In situ approaches to MALDI imaging of lens proteins offers several advantages over the traditional MALDI-MS approaches: No protein extraction and separation steps, minimal sample preparation, and visible spatial distribution of lens proteins and their modifications over the tissue section are observed directly from the surface of tissue sections. Compared to traditional immunohistochemistry, no antibodies against the specific protein are needed and many protein products can be imaged in one experiment. Because MALDI imaging of proteins is based on their respective masses, the different truncated forms of a single protein could be imaged simultaneously. Although the sample preparation protocol used in the present study enhances the MALDI signals for α-crystallins, preliminary experiments indicate that altering solvent conditions allows other lens crystallins to be observed and imaged. The nature of this selectivity will be the subject of future investigation. As demonstrated in the present study, the MALDI tissue imaging approach provides a powerful means for better understanding of the processing of lens proteins during differentiation and aging. 

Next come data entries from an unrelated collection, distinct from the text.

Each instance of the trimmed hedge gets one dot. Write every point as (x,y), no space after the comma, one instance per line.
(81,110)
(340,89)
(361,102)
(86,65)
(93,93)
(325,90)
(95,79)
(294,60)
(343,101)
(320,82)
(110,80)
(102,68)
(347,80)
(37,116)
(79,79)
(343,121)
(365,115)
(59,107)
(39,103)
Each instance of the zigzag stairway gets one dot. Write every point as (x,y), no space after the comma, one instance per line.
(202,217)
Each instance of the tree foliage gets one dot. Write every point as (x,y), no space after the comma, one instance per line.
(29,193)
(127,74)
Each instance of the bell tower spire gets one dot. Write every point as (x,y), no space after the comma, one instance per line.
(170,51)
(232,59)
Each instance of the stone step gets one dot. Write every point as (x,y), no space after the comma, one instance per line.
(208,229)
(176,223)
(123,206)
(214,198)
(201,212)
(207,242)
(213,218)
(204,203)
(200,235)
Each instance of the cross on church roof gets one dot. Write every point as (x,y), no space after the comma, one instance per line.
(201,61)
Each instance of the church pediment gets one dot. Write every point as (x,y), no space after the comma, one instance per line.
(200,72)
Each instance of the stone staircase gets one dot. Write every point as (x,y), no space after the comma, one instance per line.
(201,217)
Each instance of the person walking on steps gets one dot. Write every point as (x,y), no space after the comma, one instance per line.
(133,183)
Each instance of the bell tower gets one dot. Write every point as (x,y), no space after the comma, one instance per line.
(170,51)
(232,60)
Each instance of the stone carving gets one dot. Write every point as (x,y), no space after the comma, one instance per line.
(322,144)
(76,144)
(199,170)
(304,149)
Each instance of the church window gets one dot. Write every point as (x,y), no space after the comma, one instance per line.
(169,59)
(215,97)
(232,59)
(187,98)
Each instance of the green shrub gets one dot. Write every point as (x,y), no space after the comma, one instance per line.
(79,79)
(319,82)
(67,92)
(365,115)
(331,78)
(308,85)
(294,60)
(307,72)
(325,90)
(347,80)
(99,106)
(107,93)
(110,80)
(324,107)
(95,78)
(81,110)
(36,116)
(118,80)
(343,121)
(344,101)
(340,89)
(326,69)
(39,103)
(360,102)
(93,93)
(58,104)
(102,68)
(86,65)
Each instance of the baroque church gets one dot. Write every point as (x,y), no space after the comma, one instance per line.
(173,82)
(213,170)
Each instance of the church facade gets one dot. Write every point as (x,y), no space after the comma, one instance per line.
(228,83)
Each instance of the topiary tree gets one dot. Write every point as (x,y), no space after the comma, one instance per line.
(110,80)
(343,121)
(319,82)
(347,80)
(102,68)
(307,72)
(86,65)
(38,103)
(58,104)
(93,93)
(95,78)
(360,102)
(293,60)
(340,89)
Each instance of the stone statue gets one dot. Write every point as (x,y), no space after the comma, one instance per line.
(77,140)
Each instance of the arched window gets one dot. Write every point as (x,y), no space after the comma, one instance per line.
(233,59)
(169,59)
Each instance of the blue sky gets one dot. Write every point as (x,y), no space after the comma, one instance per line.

MALDI imaging provides for the first time a new tool to discern the spatial distribution of the two α-crystallin subunits and their multiple modifications in a single experiment, indicating MALDI tissue imaging can be applied to study lens development and aging / cataractogenesis. Refined sample preparation procedures are needed to image additional proteins in lens, such as membrane proteins. It is expected that the application of MALDI tissue imaging could be extended to the analysis of human lenses. 

 

The authors thank the Medical University of South Carolina Biological Mass Spectrometry Facility for use of their equipment.